Neural Netw. 2012 Aug;32:119-29. doi: 10.1016/j.neunet.2012.02.024. Epub 2012 Feb 14.
A curious agent acts so as to optimize its learning about itself and its environment, without external supervision. We present a model of hierarchical curiosity loops for such an autonomous active learning agent, whereby each loop selects the optimal action that maximizes the agent's learning of sensory-motor correlations. The model is based on rewarding the learner's prediction errors in an actor-critic reinforcement learning (RL) paradigm. Hierarchy is achieved by utilizing previously learned motor-sensory mapping, which enables the learning of other mappings, thus increasing the extent and diversity of knowledge and skills. We demonstrate the relevance of this architecture to active sensing using the well-studied vibrissae (whiskers) system, where rodents acquire sensory information by virtue of repeated whisker movements. We show that hierarchical curiosity loops starting from optimally learning the internal models of whisker motion and then extending to object localization result in free-air whisking and object palpation, respectively.

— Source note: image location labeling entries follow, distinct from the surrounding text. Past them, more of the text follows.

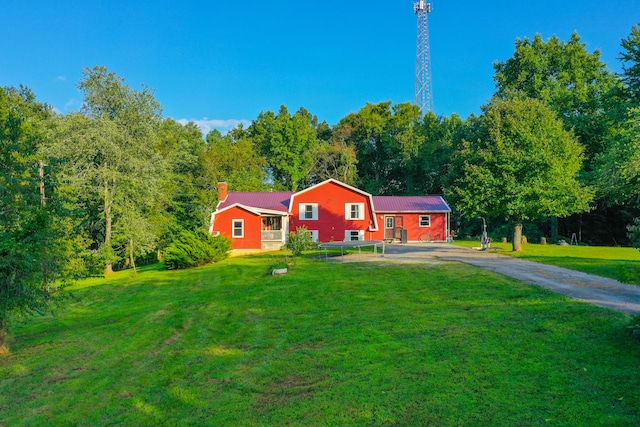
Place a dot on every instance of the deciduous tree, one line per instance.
(110, 149)
(520, 164)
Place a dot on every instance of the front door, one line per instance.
(389, 227)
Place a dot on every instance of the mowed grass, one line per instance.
(346, 344)
(622, 264)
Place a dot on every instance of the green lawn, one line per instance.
(617, 263)
(327, 344)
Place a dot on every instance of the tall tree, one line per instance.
(110, 149)
(289, 144)
(630, 57)
(187, 198)
(433, 160)
(520, 164)
(233, 158)
(572, 81)
(34, 246)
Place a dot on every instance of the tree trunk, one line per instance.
(43, 203)
(107, 232)
(4, 344)
(517, 236)
(554, 228)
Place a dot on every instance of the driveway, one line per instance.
(586, 287)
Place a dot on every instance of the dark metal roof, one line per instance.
(410, 204)
(277, 201)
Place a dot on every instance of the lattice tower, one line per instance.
(424, 93)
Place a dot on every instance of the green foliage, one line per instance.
(109, 154)
(289, 143)
(193, 249)
(631, 64)
(37, 253)
(618, 167)
(232, 158)
(572, 81)
(299, 241)
(518, 163)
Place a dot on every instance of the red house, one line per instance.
(331, 211)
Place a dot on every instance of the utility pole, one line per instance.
(424, 93)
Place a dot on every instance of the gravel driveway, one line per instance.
(586, 287)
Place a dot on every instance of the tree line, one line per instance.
(556, 149)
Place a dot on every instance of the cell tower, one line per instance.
(424, 93)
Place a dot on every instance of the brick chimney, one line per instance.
(223, 190)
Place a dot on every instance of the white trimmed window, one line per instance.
(354, 211)
(351, 235)
(238, 228)
(308, 211)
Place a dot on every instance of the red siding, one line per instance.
(252, 228)
(437, 229)
(332, 223)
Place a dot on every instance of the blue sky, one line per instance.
(220, 62)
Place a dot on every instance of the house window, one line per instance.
(351, 235)
(354, 210)
(238, 228)
(308, 211)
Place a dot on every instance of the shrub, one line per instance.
(299, 241)
(634, 233)
(192, 249)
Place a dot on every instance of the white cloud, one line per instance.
(207, 125)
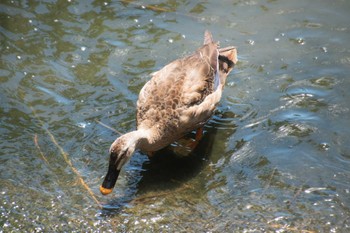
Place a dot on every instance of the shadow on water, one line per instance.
(170, 168)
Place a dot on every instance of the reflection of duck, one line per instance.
(179, 98)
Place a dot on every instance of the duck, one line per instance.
(178, 99)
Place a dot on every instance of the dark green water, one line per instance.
(275, 157)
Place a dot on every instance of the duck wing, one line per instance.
(181, 85)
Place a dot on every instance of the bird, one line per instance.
(178, 99)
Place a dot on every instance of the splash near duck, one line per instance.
(178, 99)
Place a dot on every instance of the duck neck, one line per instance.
(137, 138)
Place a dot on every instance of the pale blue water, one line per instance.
(275, 157)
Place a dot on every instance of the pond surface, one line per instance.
(274, 157)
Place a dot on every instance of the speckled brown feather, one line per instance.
(179, 98)
(175, 101)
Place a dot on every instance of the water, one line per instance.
(275, 157)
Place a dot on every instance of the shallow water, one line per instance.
(275, 157)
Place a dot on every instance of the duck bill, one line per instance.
(229, 52)
(111, 177)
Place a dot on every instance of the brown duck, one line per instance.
(178, 99)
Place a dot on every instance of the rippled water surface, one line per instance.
(274, 157)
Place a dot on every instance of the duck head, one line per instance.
(120, 152)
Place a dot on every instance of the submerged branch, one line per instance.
(66, 158)
(39, 149)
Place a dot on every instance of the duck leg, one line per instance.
(198, 137)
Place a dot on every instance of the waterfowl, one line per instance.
(178, 99)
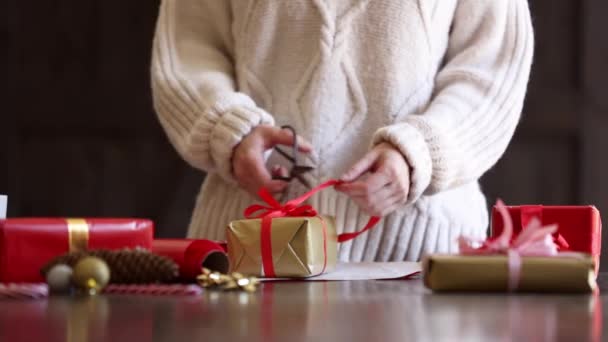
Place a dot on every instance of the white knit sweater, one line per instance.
(442, 80)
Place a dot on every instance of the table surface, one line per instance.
(396, 310)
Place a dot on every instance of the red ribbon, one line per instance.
(292, 208)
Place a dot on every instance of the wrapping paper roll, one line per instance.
(191, 255)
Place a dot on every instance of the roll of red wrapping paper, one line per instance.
(191, 254)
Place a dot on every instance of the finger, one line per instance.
(253, 172)
(276, 186)
(277, 136)
(363, 165)
(382, 205)
(279, 171)
(366, 185)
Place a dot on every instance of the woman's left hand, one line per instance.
(379, 183)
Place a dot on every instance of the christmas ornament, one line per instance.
(91, 274)
(23, 291)
(59, 278)
(128, 266)
(227, 282)
(154, 290)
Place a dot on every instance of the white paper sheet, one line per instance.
(365, 271)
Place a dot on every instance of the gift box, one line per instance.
(569, 273)
(27, 244)
(295, 246)
(192, 254)
(579, 227)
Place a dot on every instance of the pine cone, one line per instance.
(127, 266)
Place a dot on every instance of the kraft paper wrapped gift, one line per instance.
(525, 259)
(579, 227)
(299, 246)
(490, 273)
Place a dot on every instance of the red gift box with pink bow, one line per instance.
(579, 227)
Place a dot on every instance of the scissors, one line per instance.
(296, 171)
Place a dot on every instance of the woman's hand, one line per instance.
(248, 164)
(379, 183)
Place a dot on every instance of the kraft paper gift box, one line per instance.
(299, 246)
(490, 273)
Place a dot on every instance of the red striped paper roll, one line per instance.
(192, 254)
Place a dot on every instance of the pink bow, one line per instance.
(533, 240)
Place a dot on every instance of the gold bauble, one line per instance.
(91, 274)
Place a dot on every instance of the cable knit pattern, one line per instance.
(441, 80)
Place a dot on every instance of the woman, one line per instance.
(408, 101)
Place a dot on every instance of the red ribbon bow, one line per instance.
(534, 240)
(292, 208)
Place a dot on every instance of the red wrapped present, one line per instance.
(27, 244)
(579, 227)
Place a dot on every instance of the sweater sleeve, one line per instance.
(477, 99)
(193, 84)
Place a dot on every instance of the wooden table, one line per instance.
(299, 311)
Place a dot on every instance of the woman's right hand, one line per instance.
(248, 164)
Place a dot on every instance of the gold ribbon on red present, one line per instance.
(78, 230)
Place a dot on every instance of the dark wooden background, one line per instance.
(79, 136)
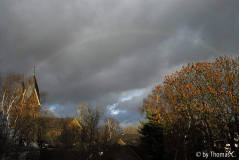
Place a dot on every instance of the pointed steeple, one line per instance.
(31, 86)
(34, 71)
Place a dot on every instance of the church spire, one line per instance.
(34, 71)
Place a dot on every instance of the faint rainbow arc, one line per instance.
(115, 33)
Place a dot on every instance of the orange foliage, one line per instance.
(205, 88)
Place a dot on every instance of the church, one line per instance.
(27, 101)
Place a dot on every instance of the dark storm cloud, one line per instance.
(100, 50)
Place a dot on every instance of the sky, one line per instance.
(111, 52)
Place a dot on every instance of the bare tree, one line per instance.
(131, 129)
(112, 126)
(8, 94)
(89, 118)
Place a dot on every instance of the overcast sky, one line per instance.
(111, 52)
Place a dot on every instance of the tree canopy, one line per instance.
(201, 98)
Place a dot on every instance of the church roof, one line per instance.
(31, 86)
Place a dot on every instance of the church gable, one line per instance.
(27, 101)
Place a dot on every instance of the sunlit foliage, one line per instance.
(201, 97)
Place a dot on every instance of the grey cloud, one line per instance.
(97, 50)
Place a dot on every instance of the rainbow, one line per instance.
(89, 39)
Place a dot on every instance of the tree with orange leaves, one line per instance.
(199, 103)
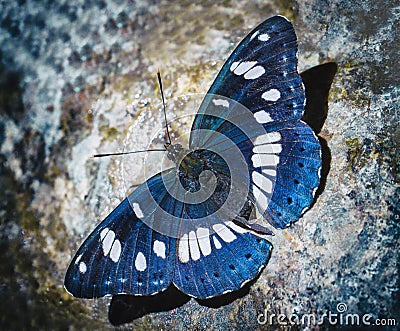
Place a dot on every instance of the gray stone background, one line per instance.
(78, 78)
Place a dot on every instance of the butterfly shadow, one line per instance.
(126, 308)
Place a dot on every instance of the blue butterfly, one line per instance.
(190, 225)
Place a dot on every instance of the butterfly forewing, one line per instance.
(248, 138)
(261, 74)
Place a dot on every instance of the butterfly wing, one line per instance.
(124, 254)
(220, 259)
(261, 74)
(257, 101)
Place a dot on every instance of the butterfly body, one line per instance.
(189, 225)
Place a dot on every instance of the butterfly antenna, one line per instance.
(163, 100)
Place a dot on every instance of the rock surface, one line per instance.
(78, 78)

一个好奇的主体会在没有外部监督的情况下,自主地优化自身和环境的学习。我们提出了一种用于这种自主式主动学习主体的分层好奇循环模型,其中每个循环选择最优的动作,以最大限度地提高主体对感觉运动相关性的学习。该模型基于在强化学习(RL)范例中奖励学习者的预测误差。通过利用先前学习的运动-感觉映射,实现了层次结构,从而能够学习其他映射,从而增加知识和技能的范围和多样性。我们使用经过充分研究的触须(胡须)系统来证明这种架构对主动感知的相关性,在该系统中,啮齿动物通过反复的胡须运动来获取感官信息。我们表明,从最优地学习胡须运动的内部模型开始,然后扩展到目标定位的分层好奇循环,分别导致自由空气胡须拍打和物体触摸。